シェ:「…… やっぱり、行っちゃうのか?」
ソレ:「…… どうしようかなぁ、ってところですねw どうしましょうか?」
(どうしようもこうしようも、行ってからのことはセッション次第だがな!) ← PL心の声
シェ:「行くな!!

 普段はっきりしないウジウジしていた小僧からの、思いも寄らぬ正面突破。
 かいしんのいちげき!! ソレイユに 10 の ダメージをあたえた!(HP:8/18 MP:18/18)

シェ:「… ぁ…(横向く) あと… 3年待っててよ……」

 かいしんのいちげき!! ソレイユに 10 の ダメージをあたえた!(HP:0/18 MP:18/18)
 ソレイユ は かんらく してしまった!!

ソレ:「もし、待てることになったら、4年―― 4年待ちますよ」
(故郷のイゼルフェーン州では16歳が成人のため)

 「自分は、自分を一番必要としてくれる方のところに居たい」 というソレイユの信条からして、こういう台詞しか出てこないわけである。
 つまり、シェンホウが一人前になろうと努力するための努力目標になる、という、まさにソレイユ信条にマッチしたニーズ。
 ちょうどシャランにフられて二週間程度という、精神的に弱い時期だったというのもあるけれどもw

 とりあえず、予想外の方向からラブコメが再スタートしたと誰もが思ったかもしれないが、この時期のソレイユとしては、シェンホウはまだ保護対象。相談相手としては不足であった。

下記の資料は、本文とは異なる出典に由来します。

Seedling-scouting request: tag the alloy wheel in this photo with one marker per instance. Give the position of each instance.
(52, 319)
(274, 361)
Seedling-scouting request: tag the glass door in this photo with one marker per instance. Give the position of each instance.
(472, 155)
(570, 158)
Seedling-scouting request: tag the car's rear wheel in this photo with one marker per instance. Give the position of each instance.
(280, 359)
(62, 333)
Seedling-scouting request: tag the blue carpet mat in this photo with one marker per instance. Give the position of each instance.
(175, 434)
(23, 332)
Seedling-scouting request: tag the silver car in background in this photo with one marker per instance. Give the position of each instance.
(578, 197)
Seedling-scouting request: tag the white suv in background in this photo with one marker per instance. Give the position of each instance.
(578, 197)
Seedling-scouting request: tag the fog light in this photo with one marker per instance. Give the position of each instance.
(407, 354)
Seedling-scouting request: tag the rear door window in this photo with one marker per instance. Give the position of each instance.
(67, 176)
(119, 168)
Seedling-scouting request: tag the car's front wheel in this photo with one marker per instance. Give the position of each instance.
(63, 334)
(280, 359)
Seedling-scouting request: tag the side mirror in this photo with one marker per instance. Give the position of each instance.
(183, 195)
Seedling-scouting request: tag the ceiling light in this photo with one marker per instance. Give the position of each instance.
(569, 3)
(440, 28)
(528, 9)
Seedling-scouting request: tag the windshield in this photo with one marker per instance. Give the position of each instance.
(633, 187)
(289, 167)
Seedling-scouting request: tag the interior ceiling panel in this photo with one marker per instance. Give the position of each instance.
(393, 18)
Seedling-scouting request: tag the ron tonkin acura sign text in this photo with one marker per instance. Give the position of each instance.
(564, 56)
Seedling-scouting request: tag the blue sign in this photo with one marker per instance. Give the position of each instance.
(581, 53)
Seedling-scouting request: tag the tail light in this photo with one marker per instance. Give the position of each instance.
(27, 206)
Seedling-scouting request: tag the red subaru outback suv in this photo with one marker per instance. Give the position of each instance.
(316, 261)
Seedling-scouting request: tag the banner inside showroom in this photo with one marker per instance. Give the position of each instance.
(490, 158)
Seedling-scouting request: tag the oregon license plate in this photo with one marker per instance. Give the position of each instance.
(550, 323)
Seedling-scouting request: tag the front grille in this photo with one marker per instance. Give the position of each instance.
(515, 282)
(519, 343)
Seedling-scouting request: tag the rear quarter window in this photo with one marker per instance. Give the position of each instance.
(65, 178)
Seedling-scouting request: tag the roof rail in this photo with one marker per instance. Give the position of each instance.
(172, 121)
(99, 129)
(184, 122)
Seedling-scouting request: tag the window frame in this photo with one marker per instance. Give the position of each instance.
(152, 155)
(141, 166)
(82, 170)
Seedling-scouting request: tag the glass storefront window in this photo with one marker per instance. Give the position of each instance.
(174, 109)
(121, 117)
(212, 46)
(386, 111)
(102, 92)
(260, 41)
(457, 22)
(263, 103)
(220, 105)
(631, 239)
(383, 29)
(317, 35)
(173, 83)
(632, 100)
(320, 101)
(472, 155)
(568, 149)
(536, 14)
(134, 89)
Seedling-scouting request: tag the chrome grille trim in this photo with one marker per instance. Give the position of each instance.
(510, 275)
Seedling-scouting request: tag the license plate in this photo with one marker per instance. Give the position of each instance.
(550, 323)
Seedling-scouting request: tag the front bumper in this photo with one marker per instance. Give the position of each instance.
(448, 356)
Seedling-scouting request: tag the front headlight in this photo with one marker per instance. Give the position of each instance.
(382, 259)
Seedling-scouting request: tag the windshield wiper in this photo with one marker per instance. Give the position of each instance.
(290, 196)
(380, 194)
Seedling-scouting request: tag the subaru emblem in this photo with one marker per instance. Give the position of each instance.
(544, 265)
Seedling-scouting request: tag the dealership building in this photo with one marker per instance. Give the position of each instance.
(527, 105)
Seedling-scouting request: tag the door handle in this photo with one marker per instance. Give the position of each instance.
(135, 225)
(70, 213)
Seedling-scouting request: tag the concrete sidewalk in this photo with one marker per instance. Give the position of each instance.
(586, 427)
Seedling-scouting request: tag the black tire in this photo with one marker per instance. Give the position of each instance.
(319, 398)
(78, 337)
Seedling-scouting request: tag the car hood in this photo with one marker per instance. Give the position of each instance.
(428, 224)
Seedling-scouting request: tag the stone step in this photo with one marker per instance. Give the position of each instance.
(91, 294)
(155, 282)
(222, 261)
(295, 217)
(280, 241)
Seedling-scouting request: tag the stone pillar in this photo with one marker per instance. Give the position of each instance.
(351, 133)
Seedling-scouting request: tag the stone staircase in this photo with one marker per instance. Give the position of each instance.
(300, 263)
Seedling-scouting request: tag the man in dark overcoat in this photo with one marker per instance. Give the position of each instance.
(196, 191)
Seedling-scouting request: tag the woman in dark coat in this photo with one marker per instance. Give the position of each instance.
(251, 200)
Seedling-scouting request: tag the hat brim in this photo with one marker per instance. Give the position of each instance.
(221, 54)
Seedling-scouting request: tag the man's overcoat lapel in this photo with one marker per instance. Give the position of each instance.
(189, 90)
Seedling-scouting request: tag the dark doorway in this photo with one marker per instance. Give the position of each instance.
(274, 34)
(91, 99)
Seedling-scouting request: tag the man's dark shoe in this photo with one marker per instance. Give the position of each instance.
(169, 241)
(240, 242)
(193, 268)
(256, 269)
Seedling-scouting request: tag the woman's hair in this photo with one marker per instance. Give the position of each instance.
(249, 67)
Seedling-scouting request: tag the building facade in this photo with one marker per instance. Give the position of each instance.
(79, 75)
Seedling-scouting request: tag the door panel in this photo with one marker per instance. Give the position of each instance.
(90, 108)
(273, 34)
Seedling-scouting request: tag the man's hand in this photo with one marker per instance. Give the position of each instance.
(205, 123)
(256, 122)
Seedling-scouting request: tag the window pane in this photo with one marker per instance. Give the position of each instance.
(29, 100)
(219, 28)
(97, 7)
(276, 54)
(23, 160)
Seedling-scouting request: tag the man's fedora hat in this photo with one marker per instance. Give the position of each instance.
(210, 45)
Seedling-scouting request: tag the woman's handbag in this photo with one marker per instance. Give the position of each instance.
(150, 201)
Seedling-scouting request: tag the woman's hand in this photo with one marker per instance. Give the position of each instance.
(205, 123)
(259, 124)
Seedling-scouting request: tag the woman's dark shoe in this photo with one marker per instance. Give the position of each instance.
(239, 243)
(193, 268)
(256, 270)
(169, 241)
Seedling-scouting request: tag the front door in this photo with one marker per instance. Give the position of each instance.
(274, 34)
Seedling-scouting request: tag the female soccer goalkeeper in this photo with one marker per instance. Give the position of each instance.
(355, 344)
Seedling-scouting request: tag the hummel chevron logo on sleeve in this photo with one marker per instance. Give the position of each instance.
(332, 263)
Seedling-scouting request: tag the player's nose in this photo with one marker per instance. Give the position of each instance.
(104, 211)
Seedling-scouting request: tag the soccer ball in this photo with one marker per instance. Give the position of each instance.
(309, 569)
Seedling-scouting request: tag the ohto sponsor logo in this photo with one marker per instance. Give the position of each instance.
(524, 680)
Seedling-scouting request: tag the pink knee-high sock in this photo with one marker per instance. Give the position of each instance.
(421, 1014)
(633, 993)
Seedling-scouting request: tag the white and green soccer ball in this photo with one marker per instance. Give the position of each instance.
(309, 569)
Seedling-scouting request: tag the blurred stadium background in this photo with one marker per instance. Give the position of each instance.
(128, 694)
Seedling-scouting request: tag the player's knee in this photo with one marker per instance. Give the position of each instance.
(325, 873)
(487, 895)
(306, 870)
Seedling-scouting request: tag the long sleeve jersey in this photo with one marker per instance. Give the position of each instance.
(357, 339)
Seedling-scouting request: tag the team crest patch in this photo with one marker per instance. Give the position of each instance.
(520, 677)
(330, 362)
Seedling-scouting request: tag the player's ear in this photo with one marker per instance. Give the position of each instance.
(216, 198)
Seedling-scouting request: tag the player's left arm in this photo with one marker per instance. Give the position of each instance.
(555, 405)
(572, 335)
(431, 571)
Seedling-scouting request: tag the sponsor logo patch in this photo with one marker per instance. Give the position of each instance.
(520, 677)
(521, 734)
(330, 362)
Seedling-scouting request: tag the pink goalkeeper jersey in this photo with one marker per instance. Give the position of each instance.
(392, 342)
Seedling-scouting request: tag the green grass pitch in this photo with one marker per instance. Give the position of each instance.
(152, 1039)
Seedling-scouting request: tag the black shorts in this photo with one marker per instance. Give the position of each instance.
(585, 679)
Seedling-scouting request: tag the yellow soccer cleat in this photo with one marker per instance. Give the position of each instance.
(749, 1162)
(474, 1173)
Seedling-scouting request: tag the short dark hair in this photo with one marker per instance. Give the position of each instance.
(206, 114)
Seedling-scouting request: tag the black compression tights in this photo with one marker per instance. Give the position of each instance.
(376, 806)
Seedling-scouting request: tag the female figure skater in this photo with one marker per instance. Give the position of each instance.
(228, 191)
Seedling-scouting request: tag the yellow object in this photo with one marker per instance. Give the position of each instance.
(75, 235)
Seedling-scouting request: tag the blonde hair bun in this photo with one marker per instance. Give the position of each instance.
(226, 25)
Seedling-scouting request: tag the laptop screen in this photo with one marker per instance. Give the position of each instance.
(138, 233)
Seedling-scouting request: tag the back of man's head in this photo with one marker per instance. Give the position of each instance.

 結局相談を持ちかけたリゥとシャランからそれぞれアドバイスをもらい、「一度実家に行って親としっかり相談して後悔のない選択をすれ」 という結論に落ち着いたので、イゼルフェーン州へ一時帰郷が決定。
 この時期雑談でよく話していたビショウの存在も、中立の立場からの言葉をいろいろと貰えたという点で大きかった。よく話す人たちの中では、明らかな年配として接してくれるのはビショウくらいだったからだ。

 ここからはキャンペーン「カレイド・サルビア」 の流れになる。
 参加してくれたメンバーはシャラン、リゥ、シェンホウ、ビショウにゼフィーとコトリを加えた6名。人間関係が複雑なので、キャラごとに図解してみんとす。




 無理でした   orz

 キャンペーンの細かい内容についてはまた場を改めて語るとして、ソレイユを結婚させたい両親が、軽く策を用いてソレイユを軟禁。それをPC側が力尽くで奪い返そうとするという激しい展開に。
 幾多の伏線はまったく顧みられる事もなく、最短コースを驀進する一行。
 あらん限りのことが起こり、どうにもならない事態に陥り、ピンチまたピンチ。
 策士ビショウとゼフィーが微妙に噛み合わず、本気で洒落にならない事態に。具体的にゆうと全員捕まって地下牢行き? みたいな?

 緊急事態に起死回生の手を模索して声が飛ぶ。
「あまり時間もないしな、(センス・イービルを)一つ頼む」>ソレイ

 マジかーと悶えるGM。
 肝心要の部分をNPCがやると完全にGMの一人遊びになるので、すごーく切ないのだけれども。
 でもまぁ取りうる手を模索しての結果だからいいか、と思い直す。

 実の親に「センス・イービル」 をかますソレイユ。
 「あなた(実母) は邪悪だわ」

 GMやっててちょっと辛かった(しくり)
 何が哀しくて実の親に邪悪判定せねばならんのか。
 でもやっちゃったものはしょうがない。
 ともあれ、この邪悪判定でピンチを脱し、なんとか引き分けに持ち込むPCたちだった。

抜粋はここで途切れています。